Conférence des parties de Sharm al-Sheikh : L’Afrique face aux promesses sans lendemain ?


Rédigé par Wolondouka SIDIBE Lundi 14 Novembre 2022

Le continent subit de plein fouet les conséquences du changement climatique alors qu’il contribue modestement aux émissions de gaz à effet de serre. C’est donc à juste raison que l’Afrique demande aux pays riches d’honorer leurs promesses pour l’aider à faire face à la dégradation environnementale. La COP27 sera-t-elle la bonne pour le continent ? Rien n’est moins sûr, à quelques jours de la fin de la Conférence des parties de Sharm al-Sheikh. Explications.

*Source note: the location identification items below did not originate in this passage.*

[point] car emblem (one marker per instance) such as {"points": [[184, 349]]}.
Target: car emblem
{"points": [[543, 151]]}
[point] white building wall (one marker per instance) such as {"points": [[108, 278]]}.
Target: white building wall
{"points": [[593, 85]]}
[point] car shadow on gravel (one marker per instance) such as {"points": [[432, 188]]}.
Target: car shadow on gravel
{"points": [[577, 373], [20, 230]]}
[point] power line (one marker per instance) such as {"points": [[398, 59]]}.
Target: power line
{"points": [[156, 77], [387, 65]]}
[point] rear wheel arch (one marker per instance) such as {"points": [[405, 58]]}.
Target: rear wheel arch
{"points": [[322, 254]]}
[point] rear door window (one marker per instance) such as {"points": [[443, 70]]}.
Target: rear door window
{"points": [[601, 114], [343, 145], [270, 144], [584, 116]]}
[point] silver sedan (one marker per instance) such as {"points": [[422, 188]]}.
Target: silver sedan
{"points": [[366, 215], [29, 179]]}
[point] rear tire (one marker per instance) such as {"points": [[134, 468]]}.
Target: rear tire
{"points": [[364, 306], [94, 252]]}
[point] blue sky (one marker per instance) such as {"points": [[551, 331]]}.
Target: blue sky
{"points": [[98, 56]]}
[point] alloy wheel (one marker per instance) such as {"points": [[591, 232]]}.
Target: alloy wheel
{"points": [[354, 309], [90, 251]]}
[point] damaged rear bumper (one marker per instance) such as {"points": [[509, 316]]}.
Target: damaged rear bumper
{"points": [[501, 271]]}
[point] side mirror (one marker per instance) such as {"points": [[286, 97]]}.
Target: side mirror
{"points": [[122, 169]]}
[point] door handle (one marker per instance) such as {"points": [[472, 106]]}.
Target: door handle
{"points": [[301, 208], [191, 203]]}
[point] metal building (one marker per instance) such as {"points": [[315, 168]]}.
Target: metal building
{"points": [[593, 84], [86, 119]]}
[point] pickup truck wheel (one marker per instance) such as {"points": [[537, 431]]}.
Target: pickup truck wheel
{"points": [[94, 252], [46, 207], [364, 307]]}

Alors que la COP27 a entamé, dimanche, sa deuxième semaine de discussions et de débats, la lancinante question de financement ou de la concrétisation des engagements pris lors des précédentes conférences des parties, reste toujours à l’ordre du jour. Du coup, l’on ne peut s’empêcher de se demander ce que peut attendre l’Afrique du rendez-vous de Sharm al-Sheikh ? Puisqu’entre 2015 et 2022, les attentes du continent en matière d’atténuation et d’adaptation aux changements climatiques ont nettement augmenté alors que les promesses initiales, elles, n’ont toujours pas abouti ou n’ont jamais été honorées.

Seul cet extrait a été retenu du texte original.